Ando às voltas e regresso sempre a ti

Este
é um poema
em que tudo é verdade

…/…
em cada palavra o pensamento se revela em latente informação
é um poema valhacouto privado e tudo é verdade sem excepção

(Mensagem recebida)
Valhacouto, Santo Deus, valhacouto privado, raio de poema que diz tudo e não diz nada, as palavras dos verdadeiros poemas não são simplesmente para agradar, percebi, quero dizer: também podem ser um biombo do pensamento. “Valhacouto privado” é então o mesmo que “Poema escondido”. Voilá! Acertei, claro que acertei, meu caro admirador de mim, seja: o poema não revela os seus sentimentos e as suas verdadeiras intenções porque pensa que eu não acredito em si, céus, sou assim, de nascença e vida fora, que se há-de fazer! Pergunta-me se há pensamento sem palavras? Então não!

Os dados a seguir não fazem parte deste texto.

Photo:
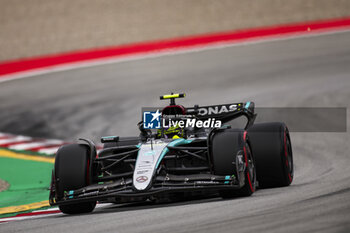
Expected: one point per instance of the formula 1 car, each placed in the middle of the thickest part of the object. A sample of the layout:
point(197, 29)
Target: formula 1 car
point(173, 162)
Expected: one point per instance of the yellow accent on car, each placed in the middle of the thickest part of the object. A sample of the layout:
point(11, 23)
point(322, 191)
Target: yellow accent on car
point(178, 95)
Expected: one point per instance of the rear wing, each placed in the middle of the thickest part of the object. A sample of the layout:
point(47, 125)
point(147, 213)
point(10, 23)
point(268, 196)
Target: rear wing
point(225, 112)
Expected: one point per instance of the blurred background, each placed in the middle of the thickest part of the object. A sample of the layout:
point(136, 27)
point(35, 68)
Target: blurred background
point(39, 27)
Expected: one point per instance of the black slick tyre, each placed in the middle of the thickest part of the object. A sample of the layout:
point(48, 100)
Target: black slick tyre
point(226, 146)
point(271, 146)
point(72, 172)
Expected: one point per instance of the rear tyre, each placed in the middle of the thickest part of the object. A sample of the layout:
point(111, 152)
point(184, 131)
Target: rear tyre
point(226, 146)
point(272, 148)
point(72, 172)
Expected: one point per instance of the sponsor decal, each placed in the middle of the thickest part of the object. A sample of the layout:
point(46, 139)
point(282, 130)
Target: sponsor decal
point(141, 179)
point(155, 120)
point(216, 110)
point(141, 172)
point(151, 120)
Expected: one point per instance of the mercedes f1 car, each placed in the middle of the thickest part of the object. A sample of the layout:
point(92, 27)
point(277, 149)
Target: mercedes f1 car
point(171, 163)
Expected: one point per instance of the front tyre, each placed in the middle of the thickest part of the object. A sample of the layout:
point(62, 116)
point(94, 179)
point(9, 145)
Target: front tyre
point(72, 171)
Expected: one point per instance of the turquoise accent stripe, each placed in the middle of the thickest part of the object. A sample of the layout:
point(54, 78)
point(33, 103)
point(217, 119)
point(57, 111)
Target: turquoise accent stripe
point(227, 178)
point(176, 142)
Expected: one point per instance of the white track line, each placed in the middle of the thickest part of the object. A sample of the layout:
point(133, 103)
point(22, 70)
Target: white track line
point(49, 151)
point(36, 214)
point(15, 139)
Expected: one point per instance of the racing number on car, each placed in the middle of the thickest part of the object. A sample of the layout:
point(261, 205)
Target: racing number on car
point(141, 179)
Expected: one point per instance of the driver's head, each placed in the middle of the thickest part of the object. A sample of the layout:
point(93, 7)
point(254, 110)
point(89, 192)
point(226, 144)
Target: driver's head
point(171, 132)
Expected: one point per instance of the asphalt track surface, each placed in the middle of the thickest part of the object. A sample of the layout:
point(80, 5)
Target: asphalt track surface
point(106, 99)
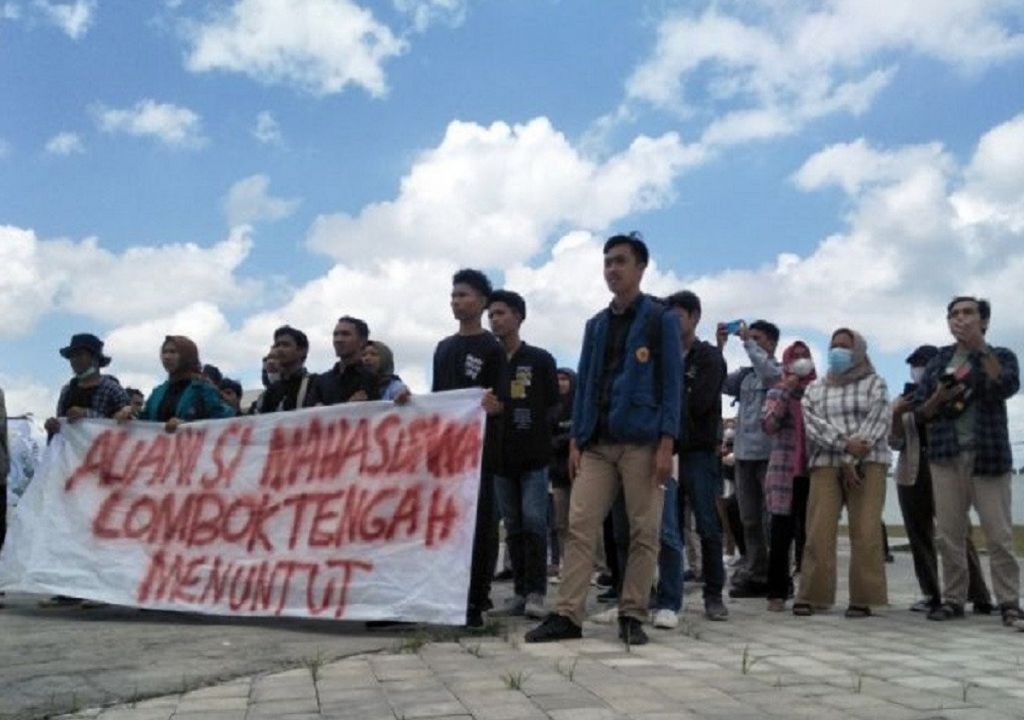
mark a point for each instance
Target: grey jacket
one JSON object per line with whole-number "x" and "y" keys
{"x": 751, "y": 385}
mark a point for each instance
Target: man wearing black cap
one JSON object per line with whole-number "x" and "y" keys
{"x": 913, "y": 486}
{"x": 89, "y": 393}
{"x": 963, "y": 396}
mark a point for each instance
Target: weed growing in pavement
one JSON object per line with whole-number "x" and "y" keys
{"x": 567, "y": 670}
{"x": 515, "y": 681}
{"x": 966, "y": 686}
{"x": 314, "y": 664}
{"x": 411, "y": 644}
{"x": 748, "y": 661}
{"x": 690, "y": 629}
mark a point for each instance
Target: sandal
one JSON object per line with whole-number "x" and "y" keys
{"x": 803, "y": 609}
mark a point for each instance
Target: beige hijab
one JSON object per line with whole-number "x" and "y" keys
{"x": 860, "y": 366}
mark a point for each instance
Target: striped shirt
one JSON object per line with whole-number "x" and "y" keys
{"x": 835, "y": 414}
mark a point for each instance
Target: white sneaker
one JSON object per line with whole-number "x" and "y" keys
{"x": 665, "y": 619}
{"x": 608, "y": 617}
{"x": 535, "y": 606}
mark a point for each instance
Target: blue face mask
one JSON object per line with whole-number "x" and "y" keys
{"x": 840, "y": 360}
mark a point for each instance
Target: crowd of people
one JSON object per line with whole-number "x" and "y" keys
{"x": 603, "y": 470}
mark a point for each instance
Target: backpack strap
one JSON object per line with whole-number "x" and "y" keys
{"x": 653, "y": 335}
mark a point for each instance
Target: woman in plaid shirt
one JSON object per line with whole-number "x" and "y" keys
{"x": 846, "y": 417}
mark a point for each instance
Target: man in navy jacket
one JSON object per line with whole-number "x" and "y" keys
{"x": 626, "y": 417}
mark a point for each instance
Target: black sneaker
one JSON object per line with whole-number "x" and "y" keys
{"x": 947, "y": 610}
{"x": 715, "y": 609}
{"x": 982, "y": 607}
{"x": 474, "y": 619}
{"x": 749, "y": 589}
{"x": 1011, "y": 613}
{"x": 631, "y": 631}
{"x": 925, "y": 604}
{"x": 554, "y": 628}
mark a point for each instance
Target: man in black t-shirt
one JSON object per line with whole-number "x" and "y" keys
{"x": 348, "y": 380}
{"x": 473, "y": 357}
{"x": 292, "y": 390}
{"x": 529, "y": 390}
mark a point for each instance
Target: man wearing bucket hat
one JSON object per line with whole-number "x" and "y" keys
{"x": 89, "y": 393}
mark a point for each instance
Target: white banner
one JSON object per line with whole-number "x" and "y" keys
{"x": 359, "y": 511}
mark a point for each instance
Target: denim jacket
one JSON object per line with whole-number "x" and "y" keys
{"x": 643, "y": 408}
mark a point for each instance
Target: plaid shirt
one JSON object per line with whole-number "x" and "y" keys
{"x": 109, "y": 398}
{"x": 780, "y": 418}
{"x": 835, "y": 414}
{"x": 991, "y": 432}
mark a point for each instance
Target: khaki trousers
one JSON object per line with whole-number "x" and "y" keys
{"x": 956, "y": 490}
{"x": 867, "y": 570}
{"x": 604, "y": 468}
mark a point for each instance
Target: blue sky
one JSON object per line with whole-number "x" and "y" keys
{"x": 220, "y": 168}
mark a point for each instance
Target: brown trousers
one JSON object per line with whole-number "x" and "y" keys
{"x": 604, "y": 468}
{"x": 956, "y": 490}
{"x": 867, "y": 569}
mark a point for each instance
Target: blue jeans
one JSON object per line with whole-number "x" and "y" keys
{"x": 701, "y": 483}
{"x": 670, "y": 555}
{"x": 523, "y": 502}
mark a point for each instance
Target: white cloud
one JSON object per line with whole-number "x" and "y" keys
{"x": 757, "y": 71}
{"x": 168, "y": 123}
{"x": 65, "y": 143}
{"x": 320, "y": 46}
{"x": 914, "y": 237}
{"x": 42, "y": 276}
{"x": 26, "y": 395}
{"x": 424, "y": 13}
{"x": 249, "y": 202}
{"x": 492, "y": 196}
{"x": 266, "y": 129}
{"x": 74, "y": 18}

A ideia segundo a qual pensamento e linguagem seriam idênticos é exemplo duma absurdidade de convenção. Pronto, já cá faltava, quer saber o que deve entender-se por pensamento. Vamos a isso. Difícil, é difícil, meu caro, esclarecer esta questão em poucas linhas, mas vamos lá, assim a modos como quem estaciona o carro a andar para trás, rodas para a direita carro para a esquerda, vida. Vamos lá (devagar) esclarecer a questão com quem estaciona num lugar difícil. Primeiro: claro que sim, óbvio, claro que sim, um pensamento completo comporta a linguagem; depois: limitar o pensamento sem linguagem ao inconsciente é cair em banalidades, tipo inconsciente freudiano e inconsciente cognitivo; finalmente: a questão só tem interesse se quisermos falar de pensamento consciente não verbal. Os seus neurónios, meu caro, estão perdidos? Olha a novidade! Eu esclareço o finalmente: pode parecer uma provocação porque sabemos (por experiência própria) que logo que começamos a pensar (melhor dito, a reflectir) as palavras aparecem gaiteiras (por vezes trauliteiras, adiante), mas que é necessário afrontar o dogma da ausência de pensamento sem linguagem, lá isso é… Bem que lhe pergunte: no “regresso sempre a ti” o “ti” sou eu, verdade? Valhacouto, Santo Deus, valhacouto privado, que colorido cortejo de imagens vai na minha cabeça...
Notinha
O meu, digo, o seu poema e a minha mensagem são únicos e completam-se, únicos como nós somos únicos: tenho que os copiar para o meu caderninho argolado. Sabe, meu caro atarantado, sabe, digo, imagina que, no colorido cortejo de imagens que vai na minha cabeça, estou agora a ver lugares (e tempos) e a sentir formas, cores, densidades e odores (céus, ups, rimou). As voltas que o pensamento dá, Santo Deus, Jesus, Maria!